4 February 1974: The M62 Coach bombing on this day: Eleven people - including eight British soldiers and two young children - were killed, and 12 seriously injured, when the coach they were travelling in was blown up by an IRA bomb in England.
The private coach was carrying more than 50 people and making its way from Manchester, along the M62, towards a British army base in Catterick, North Yorkshire, when an explosive device in the rear of the vehicle detonated. The explosion happened just after midnight on the eastbound carriageway between Chain Bar, near Bradford and Drightlington, south of Leeds. It could be heard over an area of several miles and scattered bodies for 250 yards along the road.
The coach was carrying soldiers and their families who had been on a weekend break; some of the servicemen were travelling to RAF Leeming, near Darlington. A family of four - Cpl Clifford Haughton, his wife Linda, who were both 23, and their two sons, Lee, five, and Robert, three - were among the dead.
An Englishwoman Judith Ward was convicted of this attack and spent 18 years in prison as a result. At the time of her trial Ward's father, Thomas, had said earlier he did not believe his daughter was capable of such "brutal and callous acts". Her brother, Tommy, said none of the family thought Judith had ever been in the IRA. "We don't think she was so heavily involved. There has been a lot of romancing," he said.

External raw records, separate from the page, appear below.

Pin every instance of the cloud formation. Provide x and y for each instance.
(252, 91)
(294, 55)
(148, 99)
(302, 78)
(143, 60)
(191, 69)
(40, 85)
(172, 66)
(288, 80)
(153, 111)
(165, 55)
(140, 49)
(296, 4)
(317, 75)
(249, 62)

That was a point echoed in court by Ward's solicitor, Andrew Rankin QC, who highlighted many improbabilities in her confessions. They included having been married to an IRA man and having borne a child by another.
Her conviction was always suspect but it took 18 years before it was overturned in 1992 and she was released from captivity. It was one of a series of convictions in the British Courts in the 1970s that were seen by many as 'miscarriages of justice' and that further marred Anglo Irish relations at that time.
The real killers were never caught.
A memorial to those killed in the M62 coach bombing was later erected at Hartshead Moor service station, where many of the casualties had received impromptu first aid following the explosion. Following a campaign by relatives of the deceased, a larger memorial was later erected several yards away from the entrance hall to the service station, close to an English oak tree planted in 2009 in memory of the deceased. This memorial stone also bears a plaque inscribed with the names and ages of those who died.